D.C. : Oui. Lorsque nous regardons la matière de plus près, que nous observons les particules subatomiques, nous découvrons qu’il n’y a… rien. Comment ce « rien » peut-il s’organiser pour finalement donner une expérience humaine mais aussi toutes les autres formes d’expériences ? Tous ces dilemmes sont trop rarement traités par la science. Nous sommes si convaincus par nos cartographies ! Nous pensons que c’est la réalité. La science est précieuse pour sa technologie, mais la technologie ne nous dit rien sur la nature de la réalité. Tout ce que nous savons sont des réponses à des questions que nous avons posées. Donc toutes nos réponses sont biaisées par l’angle depuis lequel nous mesurons le monde. Nous revenons toujours au même point : toutes nos théories sont des cartographies construites à partir d’un certain état de conscience. Si vous changez cet état, vous verrez autre chose. Qui est le « je » ou le « nous » qui fait l’expérience ? Quel est ce « rien » d’où tout émerge et qui semble être au-delà de tout ?
- Diriez-vous que vous êtes dans une nouvelle phase de recherche ?
D.C. : Oui. Après avoir longuement exploré la relation entre le corps et l’esprit, je m’intéresse à quelque chose de plus fondamental encore qui est : l’existence, et la conscience que nous avons de notre existence. Je travaille notamment avec des neurogénéticiens afin de repérer qu’elles pourraient être les zones du cerveau qui correspondent la conscience de soi, à l’intuition, la créativité, l’imagination, la conscience cosmique. Il y a peu de scientifiques qui s’intéressent à cela mais j’en ai trouvé, comme Rudolphe Tanzi, qui professeur de neurologie à Harvard.
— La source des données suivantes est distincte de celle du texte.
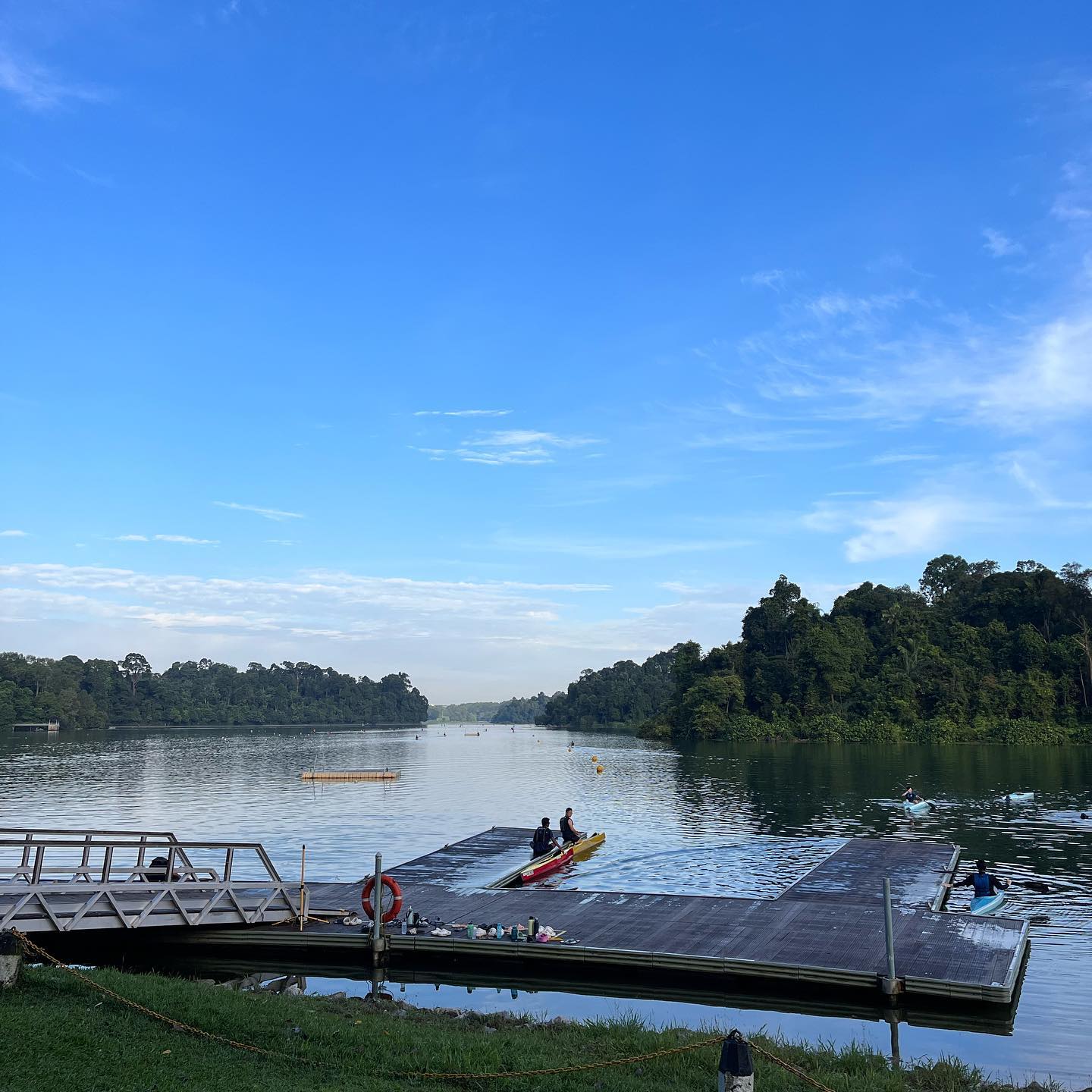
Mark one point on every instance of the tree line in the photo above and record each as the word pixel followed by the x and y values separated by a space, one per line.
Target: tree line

Nous avons d’ailleurs co-écrit deux livres ensemble « Le fabuleux pouvoir de notre cerveau » et « Super genes ». Et puis bien sûr je continue ma pratique personnelle de la méditation et du yoga.
- Vous arrivez à avoir une pratique régulière ?
D.C. : Contrairement à ce que les gens pensent j’ai un style de vie très simple. Quand je ne suis pas en tournée, je me couche vers 9h du soir et je me lève à 4h du matin pour méditer pendant 2 heures, ce qui est suivi d’une séance de yoga. Le reste de la journée, je fais ce que l’on me demande de faire et je passe beaucoup de temps avec ma famille.
- Que répondez-vous aux personnes qui vous qualifient de business-man de la santé ?
D.C. : J’écris des livres. Je donne des conférences. J’ai du succès. Je ne force personne à me lire ou à m’écouter. De plus j’ai créé une fondation qui est à l’origine de nombreuses actions humanitaires. J’ai par exemple aidé plus de 1,5 millions d’enfants à aller à l’école en Inde où ils peuvent bénéficier d’un vrai repas. J’essaie de faire avancer le monde.